Des ailes d’avion qui ne givrent pas ou des cellules solaires qui produisent de l’électricité même en hiver – les surfaces sans glace sont importantes pour de nombreuses applications. Une équipe de scientifiques dirigée par Konrad Meister, professeur à l’Université d’Alaska Southeast et chef de groupe à l’Institut Max Planck pour la recherche sur les polymères, a étudié une espèce de coquille Saint-Jacques de l’Antarctique qui s’oppose au processus de givrage grâce à la surface de sa coquille. En raison de leur structure particulière, les fines couches de glace adhèrent mal et sont facilement emportées par le courant. Cette découverte pourrait contribuer à long terme au développement de surfaces bioniques sans glace.

Les eaux de l’Antarctique présentent des conditions dans lesquelles les objets et les êtres vivants peuvent geler même sous l’eau. C’est un problème majeur pour les déplacements maritimes dans les régions polaires. L’eau dite surfondue a une température juste inférieure au point de congélation. En raison de sa forte teneur en sel, l’eau de l’Antarctique a un point de congélation d’environ -1,9 °C, mais elle est environ 0,05 °C plus froide. Les plus petites perturbations telles que des grains de sable ou des surfaces peuvent provoquer le gel de cette eau surfondue – avec des conséquences parfois fatales pour les créatures qui ne peuvent pas survivre gelées.
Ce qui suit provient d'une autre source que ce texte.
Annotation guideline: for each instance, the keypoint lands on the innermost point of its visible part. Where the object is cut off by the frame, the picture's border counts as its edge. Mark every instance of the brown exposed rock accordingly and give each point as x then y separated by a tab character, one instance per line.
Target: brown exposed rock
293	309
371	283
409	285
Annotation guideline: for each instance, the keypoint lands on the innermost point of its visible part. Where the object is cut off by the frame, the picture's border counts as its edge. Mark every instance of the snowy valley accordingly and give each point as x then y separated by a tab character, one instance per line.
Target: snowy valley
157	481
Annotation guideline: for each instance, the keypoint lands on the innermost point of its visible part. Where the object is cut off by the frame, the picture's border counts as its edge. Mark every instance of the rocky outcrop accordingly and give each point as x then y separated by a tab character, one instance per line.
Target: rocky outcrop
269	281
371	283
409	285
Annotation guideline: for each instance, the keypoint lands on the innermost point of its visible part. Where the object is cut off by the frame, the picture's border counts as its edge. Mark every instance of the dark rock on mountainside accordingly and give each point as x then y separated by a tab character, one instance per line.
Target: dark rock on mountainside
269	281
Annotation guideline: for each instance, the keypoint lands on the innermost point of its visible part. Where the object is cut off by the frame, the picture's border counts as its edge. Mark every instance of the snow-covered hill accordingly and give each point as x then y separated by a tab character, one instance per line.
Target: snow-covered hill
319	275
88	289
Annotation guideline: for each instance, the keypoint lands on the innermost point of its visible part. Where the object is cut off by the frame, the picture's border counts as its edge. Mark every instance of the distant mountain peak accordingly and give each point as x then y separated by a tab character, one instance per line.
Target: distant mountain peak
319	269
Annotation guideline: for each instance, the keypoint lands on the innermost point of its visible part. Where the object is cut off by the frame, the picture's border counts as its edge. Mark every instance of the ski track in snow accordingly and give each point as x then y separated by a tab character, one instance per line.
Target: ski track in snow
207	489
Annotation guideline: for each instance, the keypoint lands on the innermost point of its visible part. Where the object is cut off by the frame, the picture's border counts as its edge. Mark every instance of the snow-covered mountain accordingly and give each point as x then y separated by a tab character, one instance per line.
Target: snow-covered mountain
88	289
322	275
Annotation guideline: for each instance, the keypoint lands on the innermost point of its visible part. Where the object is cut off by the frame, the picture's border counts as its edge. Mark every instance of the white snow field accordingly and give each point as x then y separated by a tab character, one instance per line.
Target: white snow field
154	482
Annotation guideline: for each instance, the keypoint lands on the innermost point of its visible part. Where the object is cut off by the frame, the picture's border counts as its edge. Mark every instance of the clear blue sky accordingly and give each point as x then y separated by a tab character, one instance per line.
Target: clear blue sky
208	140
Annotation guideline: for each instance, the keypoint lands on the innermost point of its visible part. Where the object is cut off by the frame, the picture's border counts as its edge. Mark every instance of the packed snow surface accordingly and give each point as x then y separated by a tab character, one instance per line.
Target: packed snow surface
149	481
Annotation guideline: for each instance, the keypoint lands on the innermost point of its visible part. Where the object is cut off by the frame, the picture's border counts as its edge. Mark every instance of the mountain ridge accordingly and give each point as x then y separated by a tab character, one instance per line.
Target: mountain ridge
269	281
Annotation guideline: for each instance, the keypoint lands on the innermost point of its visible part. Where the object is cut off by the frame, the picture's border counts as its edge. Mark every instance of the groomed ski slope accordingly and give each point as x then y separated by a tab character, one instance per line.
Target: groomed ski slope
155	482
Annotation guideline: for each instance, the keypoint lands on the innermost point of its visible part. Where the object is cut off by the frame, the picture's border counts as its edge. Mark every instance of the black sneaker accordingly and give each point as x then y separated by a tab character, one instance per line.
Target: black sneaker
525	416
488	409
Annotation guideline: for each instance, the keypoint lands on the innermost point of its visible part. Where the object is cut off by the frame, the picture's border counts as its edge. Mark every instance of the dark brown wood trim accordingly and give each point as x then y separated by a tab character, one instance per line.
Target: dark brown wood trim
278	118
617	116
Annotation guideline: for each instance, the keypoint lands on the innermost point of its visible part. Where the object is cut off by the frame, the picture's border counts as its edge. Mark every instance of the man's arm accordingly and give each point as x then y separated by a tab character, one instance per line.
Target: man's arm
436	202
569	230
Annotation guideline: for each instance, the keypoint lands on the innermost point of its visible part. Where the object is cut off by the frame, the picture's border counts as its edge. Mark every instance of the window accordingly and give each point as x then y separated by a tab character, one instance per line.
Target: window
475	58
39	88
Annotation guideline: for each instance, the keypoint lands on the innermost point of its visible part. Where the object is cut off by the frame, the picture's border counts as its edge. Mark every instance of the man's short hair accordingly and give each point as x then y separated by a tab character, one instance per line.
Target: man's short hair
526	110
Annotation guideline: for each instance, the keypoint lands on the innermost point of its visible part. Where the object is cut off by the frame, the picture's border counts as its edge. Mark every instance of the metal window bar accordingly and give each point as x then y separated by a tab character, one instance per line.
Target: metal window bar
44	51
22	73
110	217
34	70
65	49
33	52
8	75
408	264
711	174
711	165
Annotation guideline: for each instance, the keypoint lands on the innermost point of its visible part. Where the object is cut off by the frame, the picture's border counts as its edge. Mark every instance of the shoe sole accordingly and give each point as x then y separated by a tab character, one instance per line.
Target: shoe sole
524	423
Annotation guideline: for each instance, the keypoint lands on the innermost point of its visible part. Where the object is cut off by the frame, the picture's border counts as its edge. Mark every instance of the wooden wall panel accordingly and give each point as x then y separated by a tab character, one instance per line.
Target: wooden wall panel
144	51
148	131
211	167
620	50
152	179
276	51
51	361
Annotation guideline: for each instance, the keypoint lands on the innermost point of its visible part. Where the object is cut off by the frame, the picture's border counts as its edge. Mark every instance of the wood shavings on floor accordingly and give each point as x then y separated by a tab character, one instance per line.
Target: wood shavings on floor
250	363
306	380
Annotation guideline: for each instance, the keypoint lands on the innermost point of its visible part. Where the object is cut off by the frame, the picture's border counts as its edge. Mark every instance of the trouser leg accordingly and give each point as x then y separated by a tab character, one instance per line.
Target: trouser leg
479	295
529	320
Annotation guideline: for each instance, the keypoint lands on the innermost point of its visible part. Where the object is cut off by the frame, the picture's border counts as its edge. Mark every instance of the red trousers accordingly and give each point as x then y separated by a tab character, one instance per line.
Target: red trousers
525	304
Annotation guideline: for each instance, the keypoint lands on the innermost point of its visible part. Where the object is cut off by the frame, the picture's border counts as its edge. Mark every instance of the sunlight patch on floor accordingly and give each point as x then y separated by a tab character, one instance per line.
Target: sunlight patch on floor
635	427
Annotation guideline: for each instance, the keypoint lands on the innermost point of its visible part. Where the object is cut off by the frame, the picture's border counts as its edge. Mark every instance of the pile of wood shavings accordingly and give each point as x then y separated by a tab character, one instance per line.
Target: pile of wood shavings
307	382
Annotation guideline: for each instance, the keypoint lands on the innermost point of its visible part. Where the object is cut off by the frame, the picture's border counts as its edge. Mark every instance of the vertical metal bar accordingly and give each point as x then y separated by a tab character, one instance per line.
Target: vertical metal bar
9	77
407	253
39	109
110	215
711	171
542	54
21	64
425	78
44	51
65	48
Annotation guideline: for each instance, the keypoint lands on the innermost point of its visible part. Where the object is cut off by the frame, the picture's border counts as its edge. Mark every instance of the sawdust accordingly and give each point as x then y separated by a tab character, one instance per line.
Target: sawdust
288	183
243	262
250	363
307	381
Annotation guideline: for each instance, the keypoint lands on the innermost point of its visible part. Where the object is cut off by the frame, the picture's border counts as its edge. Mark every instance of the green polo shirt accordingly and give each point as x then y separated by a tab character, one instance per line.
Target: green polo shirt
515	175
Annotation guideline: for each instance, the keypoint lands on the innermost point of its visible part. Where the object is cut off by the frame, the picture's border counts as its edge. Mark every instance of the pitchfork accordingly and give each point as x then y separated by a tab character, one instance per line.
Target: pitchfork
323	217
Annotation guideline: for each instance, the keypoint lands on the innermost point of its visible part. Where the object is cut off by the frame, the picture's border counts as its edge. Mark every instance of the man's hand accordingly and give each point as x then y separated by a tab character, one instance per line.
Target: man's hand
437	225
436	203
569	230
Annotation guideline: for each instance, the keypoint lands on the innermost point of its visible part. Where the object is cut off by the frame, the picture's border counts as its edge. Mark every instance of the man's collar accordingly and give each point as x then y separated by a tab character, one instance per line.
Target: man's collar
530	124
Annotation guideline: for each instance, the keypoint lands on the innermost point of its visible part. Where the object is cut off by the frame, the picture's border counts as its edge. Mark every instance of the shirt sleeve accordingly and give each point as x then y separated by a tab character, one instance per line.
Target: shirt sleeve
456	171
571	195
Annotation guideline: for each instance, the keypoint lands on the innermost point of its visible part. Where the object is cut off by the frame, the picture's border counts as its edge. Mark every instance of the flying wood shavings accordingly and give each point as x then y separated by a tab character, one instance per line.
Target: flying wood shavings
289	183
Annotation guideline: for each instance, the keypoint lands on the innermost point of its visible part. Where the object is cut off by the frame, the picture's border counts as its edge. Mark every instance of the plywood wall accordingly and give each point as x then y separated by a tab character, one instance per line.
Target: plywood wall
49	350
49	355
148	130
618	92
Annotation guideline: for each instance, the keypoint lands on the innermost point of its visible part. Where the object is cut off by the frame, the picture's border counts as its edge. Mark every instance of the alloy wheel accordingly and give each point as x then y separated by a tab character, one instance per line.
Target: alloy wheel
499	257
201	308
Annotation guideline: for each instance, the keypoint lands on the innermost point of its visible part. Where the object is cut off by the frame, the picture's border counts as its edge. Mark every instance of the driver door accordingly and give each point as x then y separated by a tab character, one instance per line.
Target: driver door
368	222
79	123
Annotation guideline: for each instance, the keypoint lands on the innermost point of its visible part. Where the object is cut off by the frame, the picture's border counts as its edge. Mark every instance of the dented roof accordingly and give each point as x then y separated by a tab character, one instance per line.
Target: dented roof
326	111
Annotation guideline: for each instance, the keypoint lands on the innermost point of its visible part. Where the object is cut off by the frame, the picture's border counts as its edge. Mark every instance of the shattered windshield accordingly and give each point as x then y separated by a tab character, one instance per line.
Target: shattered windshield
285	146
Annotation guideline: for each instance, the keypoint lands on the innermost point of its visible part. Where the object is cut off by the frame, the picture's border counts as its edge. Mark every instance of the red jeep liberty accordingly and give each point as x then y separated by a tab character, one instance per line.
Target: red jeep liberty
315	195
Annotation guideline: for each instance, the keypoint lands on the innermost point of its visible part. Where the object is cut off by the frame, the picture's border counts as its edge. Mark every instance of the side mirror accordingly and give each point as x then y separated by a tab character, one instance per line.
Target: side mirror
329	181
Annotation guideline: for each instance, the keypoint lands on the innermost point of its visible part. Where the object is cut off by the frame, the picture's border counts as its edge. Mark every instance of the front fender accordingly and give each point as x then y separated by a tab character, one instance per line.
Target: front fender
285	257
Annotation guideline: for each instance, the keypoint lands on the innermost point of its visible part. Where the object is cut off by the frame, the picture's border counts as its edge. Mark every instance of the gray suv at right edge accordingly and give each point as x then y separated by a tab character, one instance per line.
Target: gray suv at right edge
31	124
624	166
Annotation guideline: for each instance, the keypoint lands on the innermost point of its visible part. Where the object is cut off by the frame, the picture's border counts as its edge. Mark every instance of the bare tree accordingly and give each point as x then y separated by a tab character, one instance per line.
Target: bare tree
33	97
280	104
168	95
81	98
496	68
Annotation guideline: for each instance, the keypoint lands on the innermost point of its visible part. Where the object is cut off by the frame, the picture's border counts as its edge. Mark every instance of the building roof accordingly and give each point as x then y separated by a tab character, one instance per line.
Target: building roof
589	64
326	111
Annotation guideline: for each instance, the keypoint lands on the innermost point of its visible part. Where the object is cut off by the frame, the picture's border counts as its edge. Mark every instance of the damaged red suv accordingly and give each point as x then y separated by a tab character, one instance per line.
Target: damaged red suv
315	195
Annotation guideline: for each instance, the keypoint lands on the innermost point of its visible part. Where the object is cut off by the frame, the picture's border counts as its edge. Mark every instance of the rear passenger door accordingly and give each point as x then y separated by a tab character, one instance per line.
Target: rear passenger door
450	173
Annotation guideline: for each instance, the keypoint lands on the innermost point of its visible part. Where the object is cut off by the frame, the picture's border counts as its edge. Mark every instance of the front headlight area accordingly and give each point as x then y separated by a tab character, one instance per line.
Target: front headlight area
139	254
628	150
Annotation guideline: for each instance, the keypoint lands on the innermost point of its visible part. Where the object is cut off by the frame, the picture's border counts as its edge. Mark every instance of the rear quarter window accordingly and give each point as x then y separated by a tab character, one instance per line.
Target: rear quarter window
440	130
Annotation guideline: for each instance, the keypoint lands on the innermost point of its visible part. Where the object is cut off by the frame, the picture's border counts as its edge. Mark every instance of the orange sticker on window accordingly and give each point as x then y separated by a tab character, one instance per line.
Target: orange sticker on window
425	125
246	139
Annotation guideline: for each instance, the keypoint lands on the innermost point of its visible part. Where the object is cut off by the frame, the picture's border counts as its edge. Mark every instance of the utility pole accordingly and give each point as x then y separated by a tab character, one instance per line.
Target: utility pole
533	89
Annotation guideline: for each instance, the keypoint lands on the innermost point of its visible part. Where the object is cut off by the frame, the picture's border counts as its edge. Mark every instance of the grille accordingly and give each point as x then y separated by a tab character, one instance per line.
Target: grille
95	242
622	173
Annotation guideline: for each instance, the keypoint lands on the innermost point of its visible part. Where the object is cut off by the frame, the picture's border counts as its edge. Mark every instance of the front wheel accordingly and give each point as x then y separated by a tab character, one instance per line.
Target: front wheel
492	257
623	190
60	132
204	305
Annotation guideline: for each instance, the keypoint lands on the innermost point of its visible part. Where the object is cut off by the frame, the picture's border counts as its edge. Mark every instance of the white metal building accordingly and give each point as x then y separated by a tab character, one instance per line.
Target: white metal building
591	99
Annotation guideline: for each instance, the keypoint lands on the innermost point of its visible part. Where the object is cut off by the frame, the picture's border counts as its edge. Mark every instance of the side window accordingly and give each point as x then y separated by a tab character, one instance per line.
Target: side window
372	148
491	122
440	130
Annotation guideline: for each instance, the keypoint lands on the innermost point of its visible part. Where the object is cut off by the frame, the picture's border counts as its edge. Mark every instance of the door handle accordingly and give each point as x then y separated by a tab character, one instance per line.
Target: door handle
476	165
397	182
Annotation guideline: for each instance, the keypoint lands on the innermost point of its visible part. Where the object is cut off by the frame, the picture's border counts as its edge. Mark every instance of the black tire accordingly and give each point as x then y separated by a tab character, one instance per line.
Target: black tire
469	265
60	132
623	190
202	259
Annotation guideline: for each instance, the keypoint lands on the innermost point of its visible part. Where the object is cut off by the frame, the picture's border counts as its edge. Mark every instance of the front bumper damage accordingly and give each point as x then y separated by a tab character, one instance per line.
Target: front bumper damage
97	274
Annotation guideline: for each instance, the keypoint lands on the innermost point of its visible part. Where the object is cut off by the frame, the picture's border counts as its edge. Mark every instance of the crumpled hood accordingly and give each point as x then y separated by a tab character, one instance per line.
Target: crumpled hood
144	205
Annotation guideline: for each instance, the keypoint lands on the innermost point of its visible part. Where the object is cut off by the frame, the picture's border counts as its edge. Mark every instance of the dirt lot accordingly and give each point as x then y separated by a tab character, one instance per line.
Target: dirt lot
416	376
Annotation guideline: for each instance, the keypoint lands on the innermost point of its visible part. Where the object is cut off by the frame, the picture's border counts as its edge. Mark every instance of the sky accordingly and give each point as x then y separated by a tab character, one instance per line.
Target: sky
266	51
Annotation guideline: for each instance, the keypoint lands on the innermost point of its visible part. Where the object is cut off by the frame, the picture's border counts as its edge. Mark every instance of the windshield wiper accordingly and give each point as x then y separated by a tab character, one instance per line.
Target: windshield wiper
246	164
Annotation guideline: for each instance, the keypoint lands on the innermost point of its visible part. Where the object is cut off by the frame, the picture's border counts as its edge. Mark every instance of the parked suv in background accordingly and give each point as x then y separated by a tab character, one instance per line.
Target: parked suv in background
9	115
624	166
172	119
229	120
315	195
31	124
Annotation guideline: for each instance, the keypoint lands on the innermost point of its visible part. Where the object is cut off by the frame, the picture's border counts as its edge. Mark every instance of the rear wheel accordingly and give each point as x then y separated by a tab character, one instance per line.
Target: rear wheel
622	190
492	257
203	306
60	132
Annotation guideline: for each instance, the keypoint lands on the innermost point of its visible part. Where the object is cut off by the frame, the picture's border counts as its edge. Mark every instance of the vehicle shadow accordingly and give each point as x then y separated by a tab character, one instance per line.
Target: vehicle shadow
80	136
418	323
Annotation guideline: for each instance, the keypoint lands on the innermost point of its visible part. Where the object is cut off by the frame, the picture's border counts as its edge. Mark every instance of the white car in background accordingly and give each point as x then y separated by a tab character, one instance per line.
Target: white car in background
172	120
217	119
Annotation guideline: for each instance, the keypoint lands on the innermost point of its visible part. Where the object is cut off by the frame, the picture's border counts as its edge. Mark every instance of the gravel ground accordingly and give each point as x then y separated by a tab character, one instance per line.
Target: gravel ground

La coquille Saint-Jacques de l’Antarctique “Adamussium colbecki” y résiste, comme le sait le chimiste Konrad Meister. Meister est professeur à l’université d’Alaska et dirige un groupe de recherche dans le département de Mischa Bonn à l’Institut Max Planck de recherche sur les polymères (MPI-P) à Mayence. Lors d’une expédition en Antarctique, des plongeurs ont attiré son attention sur la coquille Saint-Jacques dotée d’un mécanisme efficace de protection contre la glace. “Nos plongeurs ont rapporté qu’ils n’avaient jamais observé de glace à grande échelle à la surface de cette espèce indigène de coquille Saint-Jacques”, explique M. Meister.

L’équipe de recherche internationale, composée de membres de plusieurs groupes de recherche du MPI-P ainsi que de l’Université de l’Oregon, soupçonne que l’espèce de coquille Saint-Jacques a développé au cours de l’évolution une structure de surface spéciale qui la protège du givrage. Alors que les coquilles Saint-Jacques des régions plus chaudes ont des surfaces de coquilles désordonnées ou lisses, l’espèce de l’Antarctique présente une structure microscopique très régulière.

Le microscope révèle de petites crêtes qui forment un motif rayonnant sur leur coquille. Ces crêtes font en sorte que l’eau gèle préférentiellement à cet endroit. Si le processus de congélation se poursuit, une couche continue de glace se forme, reposant uniquement sur les crêtes. En raison de la faible adhérence entre la glace et la coquille, le plus petit courant sous-marin peut donc emporter la glace et la coquille Saint-Jacques ne gèle pas.

En plus des études au microscope, l’équipe de recherche a également réalisé des expériences de givrage avec l’Antarctique et avec une coquille Saint-Jacques provenant de régions plus chaudes. Il a été constaté que la force nécessaire pour enlever la couche de glace sur la coquille Saint-Jacques de l’Antarctique était bien moindre que pour les autres espèces.

“Il est passionnant de constater que l’évolution a manifestement donné un avantage à cette coquille Saint-Jacques”, déclare Konrad Meister. “De nouvelles applications technologiques basées sur le principe de la bionique sont concevables à partir de la connaissance de la coquille sans glace. Par exemple, les surfaces non glacées pourraient être très intéressantes pour la navigation polaire.”

Les chercheurs ont maintenant publié leur recherche dans le journal scientifique Communications Biology, un journal de l’Institut de recherche de l Nature portefeuille.

Référence : “Cryofouling avoidance in the Antarctic scallop Adamussium colbecki” par William S. Y. Wong, Lukas Hauer, Paul A. Cziko et Konrad Meister, 21 janvier 2022, Communications Biologie.